We often wondered who was behind that effort, not the masterminds behind the attacks themselves but the powers behind them. Early on many suspected Saudi Arabia was. They’d defend the rights of its citizens to travel to Afghanistan for training at the militant camps established by Osama bin Laden and which were supported by suspected Pakistani intelligence operatives. We knew they were determined to draw us into conflict there because they said as much.

Our mission was to avoid that conflict by preventing those groups from carrying out the terrorist attacks they’d use to force the issue. Even though I knew a number of multinational corporations also wanted in, it never occurred to me that the wealthy Egyptians, Pakistanis, and Saudis who funded them did so because they hoped to profit from the exploitation of Afghanistan’s resources or the construction that would take place as it was industrialized. Then I saw the sophisticated campaign urging us to invade.

Profit was always an ulterior motive for that war. We were exposed to an argument that combined fear of terrorism with hope for a prosperous outcome to move us away from effective security practices and towards conflict. Everyone, from the president on down was exposed to this for years before the attacks of September 11, 2001 occurred. A lot of money was spent on media that was designed to move us in that direction. We just didn’t realize we were being moved by the multinational corporations who wanted to profit from war.

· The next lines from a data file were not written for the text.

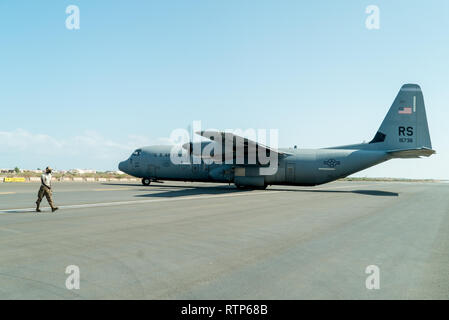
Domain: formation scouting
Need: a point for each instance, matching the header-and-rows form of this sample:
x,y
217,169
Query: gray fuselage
x,y
304,167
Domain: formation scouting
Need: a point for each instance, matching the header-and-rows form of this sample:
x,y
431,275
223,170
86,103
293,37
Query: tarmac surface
x,y
207,241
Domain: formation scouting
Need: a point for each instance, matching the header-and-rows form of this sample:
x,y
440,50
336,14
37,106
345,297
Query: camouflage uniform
x,y
45,190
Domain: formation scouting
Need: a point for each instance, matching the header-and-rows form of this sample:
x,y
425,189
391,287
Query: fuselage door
x,y
290,172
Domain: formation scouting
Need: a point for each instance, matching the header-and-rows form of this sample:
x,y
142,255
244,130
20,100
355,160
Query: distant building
x,y
82,171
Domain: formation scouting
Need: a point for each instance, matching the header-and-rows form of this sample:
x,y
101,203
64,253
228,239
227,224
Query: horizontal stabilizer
x,y
411,153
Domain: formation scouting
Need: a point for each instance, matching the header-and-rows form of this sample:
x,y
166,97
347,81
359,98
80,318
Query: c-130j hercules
x,y
404,133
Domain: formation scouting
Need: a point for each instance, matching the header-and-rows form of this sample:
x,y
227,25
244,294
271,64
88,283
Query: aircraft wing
x,y
247,144
411,153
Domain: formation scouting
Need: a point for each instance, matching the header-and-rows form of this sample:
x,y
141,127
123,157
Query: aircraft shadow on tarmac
x,y
192,191
195,190
364,192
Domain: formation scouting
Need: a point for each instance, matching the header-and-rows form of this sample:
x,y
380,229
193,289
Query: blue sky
x,y
136,70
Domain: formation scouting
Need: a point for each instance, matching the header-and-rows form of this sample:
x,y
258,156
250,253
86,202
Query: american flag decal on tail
x,y
405,110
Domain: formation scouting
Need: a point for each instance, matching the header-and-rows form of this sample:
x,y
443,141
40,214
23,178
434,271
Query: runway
x,y
207,241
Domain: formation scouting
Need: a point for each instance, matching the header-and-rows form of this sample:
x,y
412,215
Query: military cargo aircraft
x,y
403,133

Russia’s hostilities towards Ukraine are similarly motivated. John McCain, a graduate of the Naval War College, once called Russia “A gas station run by a Mafia that is masquerading as a country.” It’s subtle, but in that statement McCain is careful to point out that Russia is driven by that industry. Russia is not extracting and refining those resources, they get oil and gas giants to do that in exchange for a share of the profits. They are the mafia that acquires the resources that industry relies upon.

In fact, Exxon Mobil was fined for agreeing to extract resources from Ukrainian territory captured by Russia a few years ago. It signed that agreement in 2014 in violation of U.S. sanctions and defended its decision to do so. Actions like these are not uncommon, either where Russia’s hostility towards Ukraine are concerned or where our hostilities in the Middle East are concerned. It’s as Marine General Smedley Butler said, “War is a racket.”

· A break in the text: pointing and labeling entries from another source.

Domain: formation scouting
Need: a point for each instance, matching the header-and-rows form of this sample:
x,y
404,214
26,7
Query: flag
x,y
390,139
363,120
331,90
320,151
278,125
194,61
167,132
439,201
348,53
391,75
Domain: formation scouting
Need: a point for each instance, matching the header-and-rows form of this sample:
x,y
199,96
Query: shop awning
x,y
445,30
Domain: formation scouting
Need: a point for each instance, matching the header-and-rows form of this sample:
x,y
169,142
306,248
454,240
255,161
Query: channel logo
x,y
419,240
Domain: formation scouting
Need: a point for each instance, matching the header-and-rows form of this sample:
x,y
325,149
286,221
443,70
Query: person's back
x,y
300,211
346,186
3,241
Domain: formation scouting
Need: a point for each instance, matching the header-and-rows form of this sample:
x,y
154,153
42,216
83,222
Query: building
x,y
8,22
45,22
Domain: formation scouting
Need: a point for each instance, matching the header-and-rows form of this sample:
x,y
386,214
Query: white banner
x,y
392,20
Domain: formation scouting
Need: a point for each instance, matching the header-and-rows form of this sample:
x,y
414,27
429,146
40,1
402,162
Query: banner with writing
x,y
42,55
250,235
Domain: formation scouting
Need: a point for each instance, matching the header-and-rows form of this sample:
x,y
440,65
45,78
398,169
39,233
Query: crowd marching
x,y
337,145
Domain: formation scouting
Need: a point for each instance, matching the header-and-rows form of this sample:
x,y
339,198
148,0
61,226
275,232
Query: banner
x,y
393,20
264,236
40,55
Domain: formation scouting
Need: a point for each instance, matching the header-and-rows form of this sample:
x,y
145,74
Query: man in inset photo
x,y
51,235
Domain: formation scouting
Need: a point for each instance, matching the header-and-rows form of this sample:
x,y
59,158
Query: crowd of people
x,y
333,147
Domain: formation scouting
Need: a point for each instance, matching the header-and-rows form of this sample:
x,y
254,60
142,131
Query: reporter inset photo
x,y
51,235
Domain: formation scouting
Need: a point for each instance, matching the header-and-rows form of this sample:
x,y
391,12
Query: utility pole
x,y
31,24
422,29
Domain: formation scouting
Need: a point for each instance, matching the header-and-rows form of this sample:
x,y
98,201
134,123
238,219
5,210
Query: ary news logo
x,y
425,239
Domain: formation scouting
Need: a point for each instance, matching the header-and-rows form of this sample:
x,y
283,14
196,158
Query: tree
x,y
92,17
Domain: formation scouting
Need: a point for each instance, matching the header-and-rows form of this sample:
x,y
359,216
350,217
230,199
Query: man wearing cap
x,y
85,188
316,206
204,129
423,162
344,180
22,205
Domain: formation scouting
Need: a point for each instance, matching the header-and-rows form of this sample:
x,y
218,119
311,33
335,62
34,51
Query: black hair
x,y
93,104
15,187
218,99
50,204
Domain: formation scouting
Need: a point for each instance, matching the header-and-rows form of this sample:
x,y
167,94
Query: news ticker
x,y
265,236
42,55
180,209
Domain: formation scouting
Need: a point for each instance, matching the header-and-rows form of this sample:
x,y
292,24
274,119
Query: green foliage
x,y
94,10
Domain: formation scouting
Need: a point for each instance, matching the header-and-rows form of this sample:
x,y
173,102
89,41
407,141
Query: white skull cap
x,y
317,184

John McCain called Russia a mafia because he knew they were doing the dirty work for an industry that has lost its way. What we didn’t realize as we began monitoring internet activity in the early ’90s is that it would play a part in desensitizing us to these things; that the American point of view itself would be altered until their actions no longer provoked outrage. We’d learn to value profit more than a peaceful existence. I wish we’d seen that coming.

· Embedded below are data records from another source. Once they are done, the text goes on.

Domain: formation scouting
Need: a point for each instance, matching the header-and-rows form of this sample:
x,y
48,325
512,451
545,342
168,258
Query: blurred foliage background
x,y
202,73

Smedley Butler had a solution. It’s a pretty simple one but difficult to enforce:

“We must take the profit out of war,” he’d say, “limit our military forces to home defense purposes.” Smedley was America’s most decorated fighter. He served in at least 10 conflicts, including World War I, earning two Medal of Honor awards in the process. And when he was done he thwarted an attempt to overthrow our government from within, revealing to Congress a coup American industrialists asked him lead against it in 1934.